Gosling is a good sport to play the slightly predatory, sartorially helpless pretty boy, as the spray-tanned ex-Mouseketeer parodies his popular “hey girl” persona, flexing both his muscles and a range of facial expressions all but lacking from his recent work. If Robbie’s Barbie sets an impossibly high bar for young women, then Gosling’s Ken reps an equally formidable male model, with his chiseled abs and cheekbones.That factor hasn’t escaped Gerwig, who sets out to disrupt such unattainable aesthetic standards, calling out ways the doll’s idealized design can harm self-esteem and encourage eating disorders. She crams most of that critique into a single motormouthed monologue, which drew cheers at the premiere and which, on closer inspection, contains not a single controversial idea. In the end, the trouble with “Barbie” isn’t that it goes too far, but that it stops short, building to a conceptual scene between Barbie and her Creator (Rhea Perlman) that inadvertently underscores one of the movie’s few failings: It’s an intellectual experience, not an emotional one, grounded largely in audience nostalgia.
The power of nostalgia ought not be underestimated with a property like this, as much of Gerwig’s approach skews toward grown women and gay audiences who’ve owned the dolls — and for whom she’s embedded deep-cut trivia and hidden references throughout. The movie was clearly made by people who understand how kids’ imaginations work when playing with Barbies, even if Gerwig uses the project as the delivery device for what sounds like an undergraduate gender studies lecture at times. Most of its points are positive ones for young girls to hear, while those that earned the film its PG-13 rating will fly right over their heads as they feast on all the eye candy, including re-creations of classic looks by Jacqueline Durran (costumes) and Sarah Greenwood (production design).

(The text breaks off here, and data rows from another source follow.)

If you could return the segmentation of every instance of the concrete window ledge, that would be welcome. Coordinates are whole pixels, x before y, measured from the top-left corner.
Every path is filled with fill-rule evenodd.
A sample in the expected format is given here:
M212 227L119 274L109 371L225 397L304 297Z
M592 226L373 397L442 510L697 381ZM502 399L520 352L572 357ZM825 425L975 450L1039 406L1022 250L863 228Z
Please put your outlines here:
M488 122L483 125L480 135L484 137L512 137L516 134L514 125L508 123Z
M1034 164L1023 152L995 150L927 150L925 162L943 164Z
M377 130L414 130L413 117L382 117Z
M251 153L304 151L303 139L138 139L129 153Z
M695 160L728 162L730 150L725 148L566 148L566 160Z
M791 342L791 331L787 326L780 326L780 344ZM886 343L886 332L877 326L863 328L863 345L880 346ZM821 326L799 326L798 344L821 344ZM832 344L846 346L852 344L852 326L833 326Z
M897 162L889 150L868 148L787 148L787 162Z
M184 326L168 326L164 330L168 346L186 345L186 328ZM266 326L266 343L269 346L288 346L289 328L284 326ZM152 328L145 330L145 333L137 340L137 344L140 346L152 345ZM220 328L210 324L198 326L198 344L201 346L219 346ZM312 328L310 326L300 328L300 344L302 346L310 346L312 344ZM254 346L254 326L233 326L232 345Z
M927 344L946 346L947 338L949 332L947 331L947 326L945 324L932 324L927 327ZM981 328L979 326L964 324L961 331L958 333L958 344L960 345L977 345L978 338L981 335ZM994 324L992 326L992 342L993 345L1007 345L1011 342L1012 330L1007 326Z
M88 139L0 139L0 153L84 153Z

It’s kind of perfect that “Barbie” is opening opposite Christopher Nolan’s “Oppenheimer,” since Gerwig’s girl-power blockbuster offers a neon-pink form of inception all its own, planting positive examples of female potential for future generations. Meanwhile, by showing a sense of humour about the brand’s past stumbles, it gives us permission to challenge what Barbie represents — not at all what you’d expect from a feature-length toy commercial.